- Outfielder
- Born: September 14, 1934 New Bern, North Carolina, U.S.
- Died: July 2, 2017 (aged 82) New Bern, North Carolina, U.S.
- Batted: RightThrew: Right

MLB debut
- May 17, 1963, for the Los Angeles Angels

Last MLB appearance
- October 3, 1964, for the Los Angeles Angels

MLB statistics
- Batting average: .266
- Home runs: 6
- Runs batted in: 30
- Stats at Baseball Reference

Teams
- Los Angeles Angels (1963–1964);

= Bob Perry (baseball) =

American baseball player (1934-2017)

Melvin Gray "Bob" Perry (September 14, 1934 – July 2, 2017) was an American professional baseball player who appeared in 131 games over parts of two seasons for the – Los Angeles Angels of Major League Baseball. An outfielder, Perry was born in New Bern, North Carolina, where he graduated from high school; he threw and batted right-handed, stood 6 ft 2 in tall and weighed 180 lb.

Perry signed with the New York Giants in 1953, but spent a decade in the club's farm system—never reaching the major leagues—until the relocated San Francisco Giants sold his contract to the Angels on May 16, 1963. Along the way, Perry had one season of 30 home runs, and four campaigns of 20 or more long balls.

The Angels immediately plugged Perry into their starting lineup at Yankee Stadium on May 17, 1963, and the 28-year-old rookie went one for four against Jim Bouton in a 4–3 loss. Perry got into 61 contests for the 1963 Angels, starting 23 games as the club's right fielder and 19 more as its center fielder. He batted .253 with 42 hits. In 1964, Perry appeared in 70 games, 55 as the starting center fielder, and improved his production to .276 in 221 at bats. He also spent part of the year at Triple-A Hawaii.

But 1964 was Perry's last MLB season. On February 1, 1965, the Angels traded him to the Pittsburgh Pirates for infielder Julio Gotay, and Perry spent the remainder of his pro career in the minors, where he hit over 200 lifetime home runs. He retired in 1970 as he neared his 36th birthday.

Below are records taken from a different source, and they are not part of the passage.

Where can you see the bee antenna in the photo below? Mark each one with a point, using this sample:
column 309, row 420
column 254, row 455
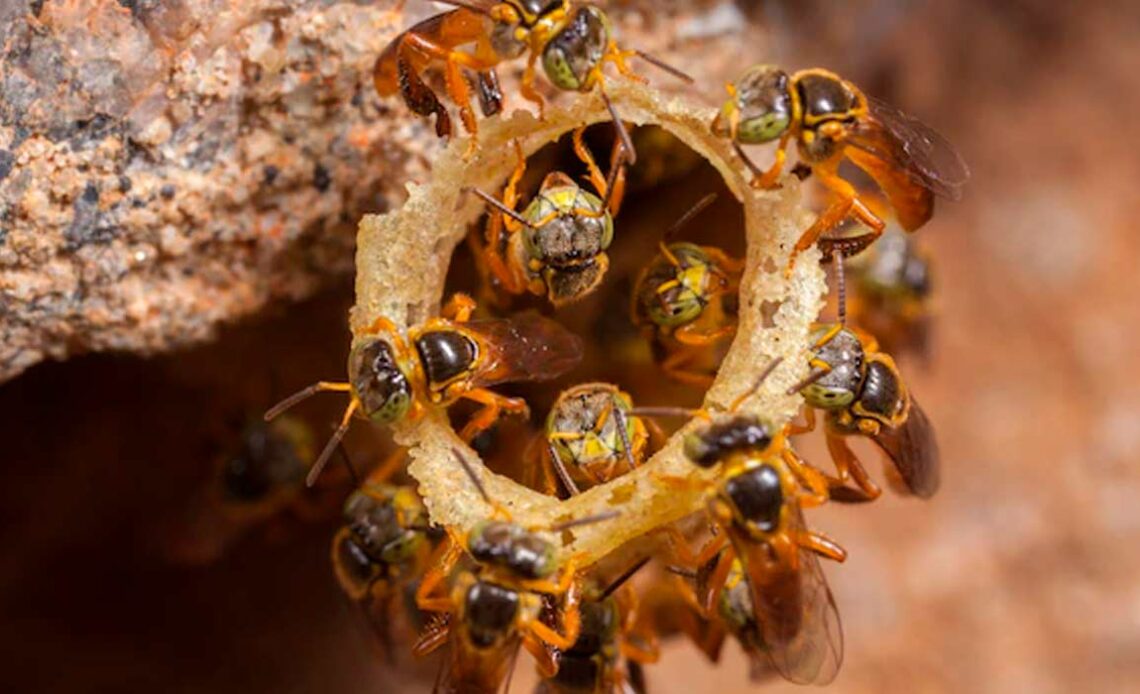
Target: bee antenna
column 624, row 434
column 687, row 217
column 333, row 445
column 459, row 3
column 841, row 284
column 471, row 475
column 302, row 394
column 494, row 202
column 806, row 382
column 662, row 65
column 626, row 140
column 756, row 384
column 621, row 579
column 661, row 411
column 597, row 517
column 560, row 468
column 682, row 571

As a big-leaguer, Bob Perry collected 103 total hits, with 17 doubles and one triple to go along with his six home runs; he had 30 career runs batted in. During his brief MLB career, Perry had three three-hit games. On July 15, 1964, in the second game of a twi-night doubleheader, he had three hits and a base on balls in four plate appearances against the Detroit Tigers at Dodger Stadium; his solo home run in the eighth inning off Phil Regan provided the winning margin for eventual 1964 Cy Young Award-winner Dean Chance in a 1–0 Angel victory.

Perry died in New Bern on July 2, 2017.